Anna-Maria Behnsen posted 5 patches 1 year, 5 months ago
kernel/time/timer_migration.c | 137 ++++++++++++++++++++++++------------------
kernel/time/timer_migration.h |  12 +++-
2 files changed, 90 insertions(+), 59 deletions(-)
[PATCH v2 0/5] timer_migration: Fix two possible races and an improvement
Posted by Anna-Maria Behnsen 1 year, 5 months ago
Borislav reported a warning in timer migration deactive path

  https://lore.kernel.org/r/20240612090347.GBZmlkc5PwlVpOG6vT@fat_crate.local

Sadly it doesn't reproduce directly. But with the change of timing (by
adding a trace prinkt before the warning), it is possible to trigger the
warning reliable at least in my test setup. The problem here is a racy
check agains group->parent pointer. This is also used in other places in
the code and fixing this racy usage is adressed by the first patch.

There was another race reported by Frederic in setup path:

  https://lore.kernel.org/r/ZnWOswTMML6ShzYO@localhost.localdomain

It is addressed patch 2-4. Patch 2 is an already existing patch of v1
(improve tracing) and makes the fix easier. Patch 3 is also a preparation
patch for the final fix and Patch 4 is then the real fix. (I labelled all
those three patches with Fixes tag to be easier selectable.)

While working with the code, I saw that the update of per cpu group wakeup
value could be improved. This improvement is adressed by the last patch.

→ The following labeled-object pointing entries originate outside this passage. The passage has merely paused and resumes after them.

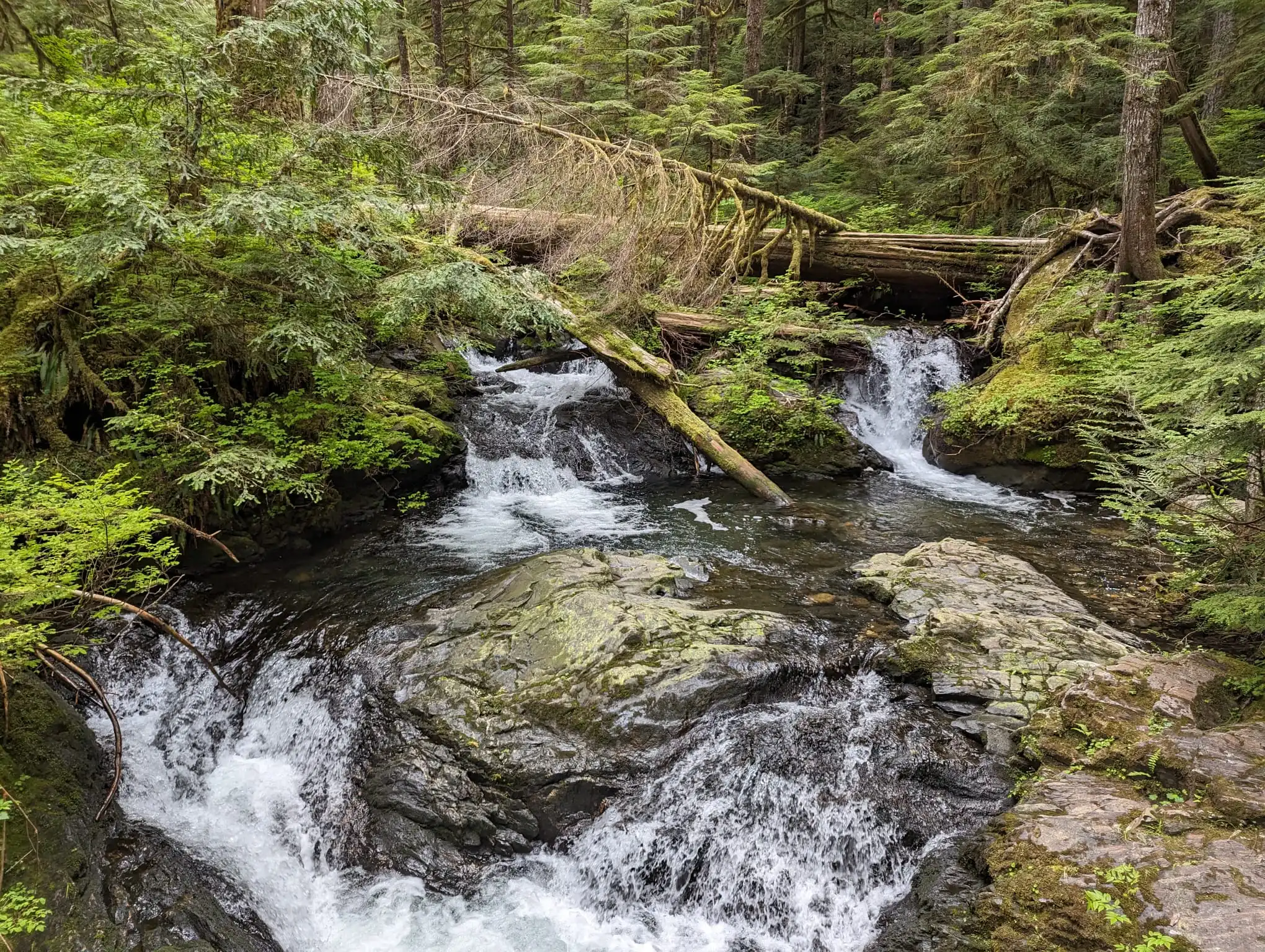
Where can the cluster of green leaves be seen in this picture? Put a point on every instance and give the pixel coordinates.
(61, 535)
(200, 276)
(1188, 361)
(765, 389)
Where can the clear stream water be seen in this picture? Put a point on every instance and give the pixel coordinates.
(775, 827)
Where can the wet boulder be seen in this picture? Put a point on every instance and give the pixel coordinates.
(993, 637)
(1143, 818)
(110, 884)
(522, 701)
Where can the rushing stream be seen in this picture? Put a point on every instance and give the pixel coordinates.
(791, 823)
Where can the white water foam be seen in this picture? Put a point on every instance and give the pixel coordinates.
(734, 847)
(891, 402)
(522, 498)
(699, 507)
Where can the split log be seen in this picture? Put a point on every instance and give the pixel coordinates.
(894, 258)
(714, 324)
(667, 403)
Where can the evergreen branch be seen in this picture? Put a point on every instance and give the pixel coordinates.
(810, 216)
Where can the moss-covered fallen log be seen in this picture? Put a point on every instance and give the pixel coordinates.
(653, 381)
(667, 403)
(833, 256)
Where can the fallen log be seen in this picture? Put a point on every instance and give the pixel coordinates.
(652, 378)
(890, 257)
(667, 403)
(715, 324)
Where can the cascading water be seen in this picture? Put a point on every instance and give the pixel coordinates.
(894, 397)
(533, 481)
(786, 826)
(772, 831)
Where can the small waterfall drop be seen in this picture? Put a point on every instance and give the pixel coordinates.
(536, 480)
(894, 397)
(771, 832)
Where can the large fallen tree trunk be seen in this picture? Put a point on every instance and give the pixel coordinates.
(894, 258)
(652, 378)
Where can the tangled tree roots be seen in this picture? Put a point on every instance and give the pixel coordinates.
(1099, 239)
(633, 198)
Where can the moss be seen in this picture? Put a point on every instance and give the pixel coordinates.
(1040, 387)
(50, 762)
(776, 423)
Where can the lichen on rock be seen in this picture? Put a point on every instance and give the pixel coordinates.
(1150, 791)
(987, 630)
(522, 701)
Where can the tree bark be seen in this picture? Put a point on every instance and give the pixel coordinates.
(509, 42)
(1142, 125)
(650, 378)
(884, 84)
(437, 36)
(1202, 153)
(754, 37)
(1221, 50)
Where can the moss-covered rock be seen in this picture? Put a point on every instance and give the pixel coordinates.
(525, 699)
(1016, 424)
(1142, 821)
(986, 630)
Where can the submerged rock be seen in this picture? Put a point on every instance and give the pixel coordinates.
(109, 885)
(993, 635)
(782, 428)
(524, 700)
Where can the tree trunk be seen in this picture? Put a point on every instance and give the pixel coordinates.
(1142, 124)
(754, 37)
(884, 85)
(649, 377)
(712, 43)
(231, 13)
(1221, 50)
(402, 46)
(823, 102)
(1202, 153)
(437, 37)
(509, 42)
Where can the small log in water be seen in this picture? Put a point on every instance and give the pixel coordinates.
(549, 357)
(652, 379)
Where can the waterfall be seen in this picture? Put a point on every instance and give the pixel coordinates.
(773, 831)
(891, 402)
(536, 481)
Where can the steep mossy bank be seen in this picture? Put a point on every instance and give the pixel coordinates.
(1016, 424)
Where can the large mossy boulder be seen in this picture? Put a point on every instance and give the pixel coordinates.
(1016, 424)
(781, 425)
(519, 702)
(991, 633)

Patches are available here:

  https://git.kernel.org/pub/scm/linux/kernel/git/anna-maria/linux-devel.git timers/misc

---
Changes in v2:

- Address another possible race in setup code (reported by Frederic) and
  recycle therefore one improvement patch
- Change order and move the already existing improvement patch to the end
  of the queue
- Existing patches didn't change
- Link to v1: https://lore.kernel.org/r/20240621-tmigr-fixes-v1-0-8c8a2d8e8d77@linutronix.de

Thanks,

        Anna-Maria

---
Anna-Maria Behnsen (5):
      timer_migration: Do not rely always on group->parent
      timer_migration: Improve tracing
      timer_migration: Split out state update of tmigr_active_up()
      timer_migration: Fix possible race in tmigr_active_up() in setup path
      timer_migration: Spare write when nothing changed

 kernel/time/timer_migration.c | 137 ++++++++++++++++++++++++------------------
 kernel/time/timer_migration.h |  12 +++-
 2 files changed, 90 insertions(+), 59 deletions(-)
Re: [PATCH v2 0/5] timer_migration: Fix two possible races and an improvement
Posted by Frederic Weisbecker 1 year, 5 months ago
On Mon, Jun 24, 2024 at 04:53:52PM +0200, Anna-Maria Behnsen wrote:
> Borislav reported a warning in timer migration deactive path
> 
>   https://lore.kernel.org/r/20240612090347.GBZmlkc5PwlVpOG6vT@fat_crate.local
> 
> Sadly it doesn't reproduce directly. But with the change of timing (by
> adding a trace prinkt before the warning), it is possible to trigger the
> warning reliable at least in my test setup. The problem here is a racy
> check agains group->parent pointer. This is also used in other places in
> the code and fixing this racy usage is adressed by the first patch.
> 
> There was another race reported by Frederic in setup path:
> 
>   https://lore.kernel.org/r/ZnWOswTMML6ShzYO@localhost.localdomain
> 
> It is addressed patch 2-4. Patch 2 is an already existing patch of v1
> (improve tracing) and makes the fix easier. Patch 3 is also a preparation
> patch for the final fix and Patch 4 is then the real fix. (I labelled all
> those three patches with Fixes tag to be easier selectable.)
> 
> While working with the code, I saw that the update of per cpu group wakeup
> value could be improved. This improvement is adressed by the last patch.

Another possible issue with the CPU up code is the fact that child->parent and
child->childmask updates and reads are unordered.

So it's possible that a CPU going (in-)active sees the new parent but doesn't
observe yet the update to child->childmask. This may result to calling
tmigr_(in-)active_up() with a zero data->childmask with all sorts of
consequences.

Or am I missing something that prevents from that?

Thanks.